All Products
Search
Document Center

Realtime Compute for Apache Flink:Develop a Flink CDC job (Beta)

Last Updated:Dec 08, 2025

This guide explains how to create a data ingestion job within Realtime Compute for Apache Flink CDC. This feature simplifies data replication from the source to the destination.

Background

Realtime Compute for Apache Flink leverages Flink CDC for a robust, low-code data ingestion solution. It simplifies the definition of complex ETL pipelines using YAML configurations. This enables seamless data replication from various sources to destinations, supporting both database and table synchronization. Furthermore, it facilitates the consolidation of data from distributed sources into a single destination and replicates both data and schema changes effectively. Advanced features like data filtering, column pruning, and computed column definitions are fully supported, significantly improving data integration efficiency and reliability.

Advantages of Flink CDC

In Realtime Compute for Apache Flink, you can build a data synchronization pipeline with Flink CDC, Flink SQL, or a DataStream program. The following sections describe the advantages of Flink CDC over the other two options.

Flink CDC vs. Flink SQL

Flink CDC and Flink SQL use different data types for data transmission:

  • Flink SQL: Transmits top-level records as RowData instances. Each RowData includes a RowKind to signify the change type: insert (+I), update before (-U), update after (+U), and delete (-D).

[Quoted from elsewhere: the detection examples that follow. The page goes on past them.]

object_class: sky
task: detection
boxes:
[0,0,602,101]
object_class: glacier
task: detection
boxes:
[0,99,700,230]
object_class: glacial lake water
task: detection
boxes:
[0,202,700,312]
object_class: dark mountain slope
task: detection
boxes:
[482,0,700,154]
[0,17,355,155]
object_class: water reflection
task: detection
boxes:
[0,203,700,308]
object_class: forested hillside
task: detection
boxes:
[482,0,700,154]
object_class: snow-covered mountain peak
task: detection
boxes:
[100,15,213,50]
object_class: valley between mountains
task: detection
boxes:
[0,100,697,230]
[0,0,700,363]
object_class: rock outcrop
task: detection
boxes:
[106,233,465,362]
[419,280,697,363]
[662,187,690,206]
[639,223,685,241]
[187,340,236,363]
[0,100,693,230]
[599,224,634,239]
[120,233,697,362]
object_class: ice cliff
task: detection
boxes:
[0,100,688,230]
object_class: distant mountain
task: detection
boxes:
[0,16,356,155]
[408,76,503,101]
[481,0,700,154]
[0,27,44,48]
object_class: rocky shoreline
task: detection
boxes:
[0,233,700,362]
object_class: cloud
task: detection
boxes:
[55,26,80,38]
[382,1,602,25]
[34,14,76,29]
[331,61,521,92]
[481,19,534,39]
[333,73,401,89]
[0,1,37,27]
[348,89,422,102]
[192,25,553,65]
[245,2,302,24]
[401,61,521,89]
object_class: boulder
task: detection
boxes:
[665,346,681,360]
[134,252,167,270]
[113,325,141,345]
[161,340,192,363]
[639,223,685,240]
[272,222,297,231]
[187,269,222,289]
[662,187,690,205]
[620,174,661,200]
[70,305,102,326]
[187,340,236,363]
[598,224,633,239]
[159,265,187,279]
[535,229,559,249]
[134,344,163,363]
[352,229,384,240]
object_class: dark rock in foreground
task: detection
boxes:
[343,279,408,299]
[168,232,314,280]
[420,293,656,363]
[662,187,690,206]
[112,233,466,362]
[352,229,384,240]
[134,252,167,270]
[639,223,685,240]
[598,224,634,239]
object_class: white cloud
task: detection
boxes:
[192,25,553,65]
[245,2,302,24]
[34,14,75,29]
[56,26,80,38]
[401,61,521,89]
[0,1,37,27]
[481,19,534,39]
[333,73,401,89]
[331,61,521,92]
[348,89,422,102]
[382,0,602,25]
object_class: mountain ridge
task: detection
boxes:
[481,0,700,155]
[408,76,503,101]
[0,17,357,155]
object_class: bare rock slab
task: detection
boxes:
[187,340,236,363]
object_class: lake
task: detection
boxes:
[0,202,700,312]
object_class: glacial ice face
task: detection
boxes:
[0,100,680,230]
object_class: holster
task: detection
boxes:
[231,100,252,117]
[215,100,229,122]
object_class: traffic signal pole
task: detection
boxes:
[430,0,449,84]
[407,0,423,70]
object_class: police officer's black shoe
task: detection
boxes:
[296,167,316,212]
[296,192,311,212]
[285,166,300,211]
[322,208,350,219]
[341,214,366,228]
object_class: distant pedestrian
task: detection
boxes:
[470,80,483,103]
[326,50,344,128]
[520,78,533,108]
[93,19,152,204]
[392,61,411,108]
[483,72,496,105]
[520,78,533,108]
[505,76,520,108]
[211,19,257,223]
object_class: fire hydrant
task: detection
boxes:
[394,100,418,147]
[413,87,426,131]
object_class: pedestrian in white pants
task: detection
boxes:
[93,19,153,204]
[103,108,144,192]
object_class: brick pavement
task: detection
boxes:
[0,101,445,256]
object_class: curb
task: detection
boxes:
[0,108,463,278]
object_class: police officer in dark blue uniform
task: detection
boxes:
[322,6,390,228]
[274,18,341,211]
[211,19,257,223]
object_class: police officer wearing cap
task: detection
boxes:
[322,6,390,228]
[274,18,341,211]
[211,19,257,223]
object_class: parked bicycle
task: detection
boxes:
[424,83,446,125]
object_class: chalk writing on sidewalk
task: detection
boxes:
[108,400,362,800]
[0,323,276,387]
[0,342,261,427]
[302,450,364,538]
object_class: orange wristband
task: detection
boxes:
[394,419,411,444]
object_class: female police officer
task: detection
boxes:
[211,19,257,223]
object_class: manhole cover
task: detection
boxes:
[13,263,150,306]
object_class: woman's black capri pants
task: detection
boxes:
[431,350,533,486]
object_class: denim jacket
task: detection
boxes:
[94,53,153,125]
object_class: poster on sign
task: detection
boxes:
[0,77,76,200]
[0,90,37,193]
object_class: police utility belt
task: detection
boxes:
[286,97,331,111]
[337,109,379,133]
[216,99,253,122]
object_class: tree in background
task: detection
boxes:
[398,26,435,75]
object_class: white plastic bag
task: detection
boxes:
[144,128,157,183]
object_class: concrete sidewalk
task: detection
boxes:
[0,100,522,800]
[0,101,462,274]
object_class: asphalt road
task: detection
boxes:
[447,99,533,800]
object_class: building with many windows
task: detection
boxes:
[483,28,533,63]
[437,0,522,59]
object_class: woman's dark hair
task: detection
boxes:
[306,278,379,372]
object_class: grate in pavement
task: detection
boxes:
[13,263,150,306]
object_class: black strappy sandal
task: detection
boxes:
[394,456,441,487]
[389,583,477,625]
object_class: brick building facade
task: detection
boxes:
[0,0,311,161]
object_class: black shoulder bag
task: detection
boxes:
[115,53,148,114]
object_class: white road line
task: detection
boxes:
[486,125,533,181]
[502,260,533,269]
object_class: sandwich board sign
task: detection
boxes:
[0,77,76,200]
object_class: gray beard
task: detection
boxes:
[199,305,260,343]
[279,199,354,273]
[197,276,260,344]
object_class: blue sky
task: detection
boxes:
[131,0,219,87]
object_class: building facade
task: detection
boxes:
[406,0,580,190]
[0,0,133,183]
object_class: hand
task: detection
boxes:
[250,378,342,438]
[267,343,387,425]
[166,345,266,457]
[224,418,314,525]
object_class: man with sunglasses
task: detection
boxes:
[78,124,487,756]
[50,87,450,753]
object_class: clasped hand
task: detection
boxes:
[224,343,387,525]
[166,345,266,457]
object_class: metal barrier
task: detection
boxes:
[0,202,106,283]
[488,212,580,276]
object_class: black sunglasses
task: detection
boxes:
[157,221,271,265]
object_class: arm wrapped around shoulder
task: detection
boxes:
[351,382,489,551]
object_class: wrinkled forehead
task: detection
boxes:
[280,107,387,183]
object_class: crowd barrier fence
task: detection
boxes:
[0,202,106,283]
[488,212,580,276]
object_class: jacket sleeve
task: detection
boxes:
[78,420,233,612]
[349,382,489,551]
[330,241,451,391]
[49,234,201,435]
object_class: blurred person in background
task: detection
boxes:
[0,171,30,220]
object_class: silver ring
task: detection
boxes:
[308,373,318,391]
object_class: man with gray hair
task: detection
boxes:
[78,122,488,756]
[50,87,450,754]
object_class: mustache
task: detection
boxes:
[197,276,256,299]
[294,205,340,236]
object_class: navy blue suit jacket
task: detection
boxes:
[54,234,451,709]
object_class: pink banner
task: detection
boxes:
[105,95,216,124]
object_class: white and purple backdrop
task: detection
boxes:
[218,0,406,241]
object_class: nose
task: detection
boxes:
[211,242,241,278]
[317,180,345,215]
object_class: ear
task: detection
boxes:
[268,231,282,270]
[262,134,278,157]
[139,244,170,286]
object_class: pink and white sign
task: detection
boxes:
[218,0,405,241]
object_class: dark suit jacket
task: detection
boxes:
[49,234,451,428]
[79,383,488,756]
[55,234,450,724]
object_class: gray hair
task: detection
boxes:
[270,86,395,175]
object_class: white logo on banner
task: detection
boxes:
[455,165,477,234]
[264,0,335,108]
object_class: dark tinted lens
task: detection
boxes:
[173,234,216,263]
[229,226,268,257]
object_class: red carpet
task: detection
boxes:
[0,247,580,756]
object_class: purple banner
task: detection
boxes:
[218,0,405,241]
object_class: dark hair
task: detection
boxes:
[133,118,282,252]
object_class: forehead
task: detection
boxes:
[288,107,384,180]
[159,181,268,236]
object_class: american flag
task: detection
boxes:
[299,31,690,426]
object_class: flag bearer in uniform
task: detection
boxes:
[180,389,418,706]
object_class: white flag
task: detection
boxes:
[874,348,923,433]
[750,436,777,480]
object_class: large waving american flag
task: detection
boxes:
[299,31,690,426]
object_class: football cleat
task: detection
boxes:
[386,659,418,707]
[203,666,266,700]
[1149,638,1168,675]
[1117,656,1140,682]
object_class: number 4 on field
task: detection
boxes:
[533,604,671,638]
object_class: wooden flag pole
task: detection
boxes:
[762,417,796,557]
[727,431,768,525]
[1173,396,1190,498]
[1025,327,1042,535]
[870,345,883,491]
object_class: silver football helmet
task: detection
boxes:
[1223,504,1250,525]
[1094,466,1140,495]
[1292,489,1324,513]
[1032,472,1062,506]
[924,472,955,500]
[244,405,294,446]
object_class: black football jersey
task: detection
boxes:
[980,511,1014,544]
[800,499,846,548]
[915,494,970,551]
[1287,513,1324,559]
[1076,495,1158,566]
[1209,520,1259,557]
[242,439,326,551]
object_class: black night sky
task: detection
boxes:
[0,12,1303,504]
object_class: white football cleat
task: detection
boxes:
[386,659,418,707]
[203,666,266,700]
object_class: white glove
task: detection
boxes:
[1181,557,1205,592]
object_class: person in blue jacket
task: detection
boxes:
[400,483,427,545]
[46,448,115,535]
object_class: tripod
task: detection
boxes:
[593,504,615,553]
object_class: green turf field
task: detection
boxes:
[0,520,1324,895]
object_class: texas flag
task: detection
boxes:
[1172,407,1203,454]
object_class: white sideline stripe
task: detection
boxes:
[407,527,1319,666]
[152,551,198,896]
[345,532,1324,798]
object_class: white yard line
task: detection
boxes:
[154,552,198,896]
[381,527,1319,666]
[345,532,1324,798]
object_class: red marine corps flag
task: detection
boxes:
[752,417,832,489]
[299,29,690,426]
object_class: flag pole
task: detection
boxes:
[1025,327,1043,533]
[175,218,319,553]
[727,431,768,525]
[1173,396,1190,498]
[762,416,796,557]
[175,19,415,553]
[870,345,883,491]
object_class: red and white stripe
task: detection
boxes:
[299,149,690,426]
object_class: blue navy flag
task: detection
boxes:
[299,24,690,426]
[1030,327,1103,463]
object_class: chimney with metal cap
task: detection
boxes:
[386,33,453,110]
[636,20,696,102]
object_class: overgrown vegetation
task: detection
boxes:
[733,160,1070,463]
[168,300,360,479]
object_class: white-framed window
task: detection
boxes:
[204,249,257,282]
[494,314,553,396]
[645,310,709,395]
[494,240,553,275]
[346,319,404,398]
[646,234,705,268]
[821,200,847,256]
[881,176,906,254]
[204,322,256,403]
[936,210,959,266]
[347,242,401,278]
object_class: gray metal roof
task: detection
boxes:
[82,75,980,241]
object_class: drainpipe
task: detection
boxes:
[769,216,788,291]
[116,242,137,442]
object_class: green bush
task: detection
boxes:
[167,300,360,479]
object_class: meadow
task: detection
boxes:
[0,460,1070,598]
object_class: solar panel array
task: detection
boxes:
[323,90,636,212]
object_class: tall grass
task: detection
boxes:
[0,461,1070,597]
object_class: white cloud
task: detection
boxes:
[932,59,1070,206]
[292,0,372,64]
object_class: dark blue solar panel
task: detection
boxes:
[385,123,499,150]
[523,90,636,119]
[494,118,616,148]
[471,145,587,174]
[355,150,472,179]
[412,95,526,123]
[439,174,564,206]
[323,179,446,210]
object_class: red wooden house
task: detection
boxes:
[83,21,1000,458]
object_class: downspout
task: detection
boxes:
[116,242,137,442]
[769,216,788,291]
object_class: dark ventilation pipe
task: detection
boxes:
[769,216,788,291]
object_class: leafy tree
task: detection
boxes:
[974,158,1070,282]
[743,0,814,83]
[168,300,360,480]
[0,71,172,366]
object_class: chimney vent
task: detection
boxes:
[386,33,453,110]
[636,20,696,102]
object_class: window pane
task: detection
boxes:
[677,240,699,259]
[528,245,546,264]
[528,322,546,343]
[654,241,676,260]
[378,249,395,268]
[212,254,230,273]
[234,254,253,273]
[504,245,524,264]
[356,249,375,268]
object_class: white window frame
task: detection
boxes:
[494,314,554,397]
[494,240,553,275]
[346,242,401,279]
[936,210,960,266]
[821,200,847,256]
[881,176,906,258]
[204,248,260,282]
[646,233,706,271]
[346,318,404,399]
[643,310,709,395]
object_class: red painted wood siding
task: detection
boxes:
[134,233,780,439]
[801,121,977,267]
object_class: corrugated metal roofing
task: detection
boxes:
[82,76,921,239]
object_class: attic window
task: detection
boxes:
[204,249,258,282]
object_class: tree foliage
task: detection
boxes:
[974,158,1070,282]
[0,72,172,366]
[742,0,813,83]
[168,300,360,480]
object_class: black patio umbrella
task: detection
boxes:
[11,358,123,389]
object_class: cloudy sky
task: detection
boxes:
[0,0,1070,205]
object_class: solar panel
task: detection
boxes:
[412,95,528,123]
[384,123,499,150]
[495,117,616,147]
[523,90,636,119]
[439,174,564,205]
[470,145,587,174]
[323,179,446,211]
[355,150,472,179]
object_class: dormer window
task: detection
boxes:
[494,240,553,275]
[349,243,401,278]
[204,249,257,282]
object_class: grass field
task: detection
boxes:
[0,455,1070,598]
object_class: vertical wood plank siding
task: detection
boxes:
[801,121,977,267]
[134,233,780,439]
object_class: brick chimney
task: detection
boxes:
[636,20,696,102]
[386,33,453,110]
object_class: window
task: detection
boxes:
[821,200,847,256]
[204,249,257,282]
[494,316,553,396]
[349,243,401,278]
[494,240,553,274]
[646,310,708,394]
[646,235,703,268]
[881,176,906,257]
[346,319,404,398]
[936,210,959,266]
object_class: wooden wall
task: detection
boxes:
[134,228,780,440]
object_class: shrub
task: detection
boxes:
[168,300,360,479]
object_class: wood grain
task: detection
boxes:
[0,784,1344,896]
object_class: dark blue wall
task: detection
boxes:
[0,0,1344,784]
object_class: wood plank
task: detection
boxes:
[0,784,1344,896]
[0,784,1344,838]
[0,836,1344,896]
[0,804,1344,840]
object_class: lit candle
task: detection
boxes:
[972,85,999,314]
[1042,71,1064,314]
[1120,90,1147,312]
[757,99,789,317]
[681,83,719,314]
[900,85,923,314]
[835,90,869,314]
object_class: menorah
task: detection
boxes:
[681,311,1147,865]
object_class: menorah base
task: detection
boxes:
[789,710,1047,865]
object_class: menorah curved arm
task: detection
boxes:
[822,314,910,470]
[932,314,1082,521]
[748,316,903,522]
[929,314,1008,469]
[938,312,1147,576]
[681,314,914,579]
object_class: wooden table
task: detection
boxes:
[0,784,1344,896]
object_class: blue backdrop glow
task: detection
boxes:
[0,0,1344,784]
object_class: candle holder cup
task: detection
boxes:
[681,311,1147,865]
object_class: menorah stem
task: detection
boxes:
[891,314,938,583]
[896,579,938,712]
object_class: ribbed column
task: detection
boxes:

  • Flink CDC: Utilizes DataChangeEvent for data modifications (INSERT, UPDATE, DELETE) and SchemaChangeEvent for schema evolution (e.g., table creation, column additions, table truncation). Crucially, Flink CDC's update messages contain both the "before" and "after" state of the row, enabling you to write the original change data to your sink.

The following table lists general advantages of Flink CDC over Flink SQL.

Flink CDC

Flink SQL

Automatic schema detection & database sync

Manual CREATE TABLE / INSERT statements

Supports multiple schema evolution policies

No native schema evolution support

Preserves original changelog structure

Disrupts original changelog structure

Reads from/writes to multiple tables

Reads from/writes to a single table

Flink CDC offers enhanced capabilities beyond Flink SQL's CTAS/CDAS statements, including:

  • Immediate schema evolution, without requiring new data writes

  • Original changelog preservation

  • Comprehensive support for schema change types, such as TRUNCATE TABLE and DROP TABLE

  • Flexible table mapping and definition of sink table names

  • Configurable schema evolution

  • Data filtering using WHERE clauses

  • Column pruning

Flink CDC vs. DataStream

The following table lists the advantages of Flink CDC data ingestion jobs over DataStream jobs.

Flink CDC

DataStream

Accessible to all users

Requires Java & distributed systems expertise

Hides underlying complexity, simplifies development

Requires Flink framework knowledge

Easy-to-learn YAML

Requires Maven for dependency management

High reusability of existing jobs

Difficult to reuse existing code

Limitations

  • Recommended runtime: Flink CDC jobs are recommended to be developed using Ververica Runtime (VVR) 11.1+. For VVR 8.x, use version 8.0.11.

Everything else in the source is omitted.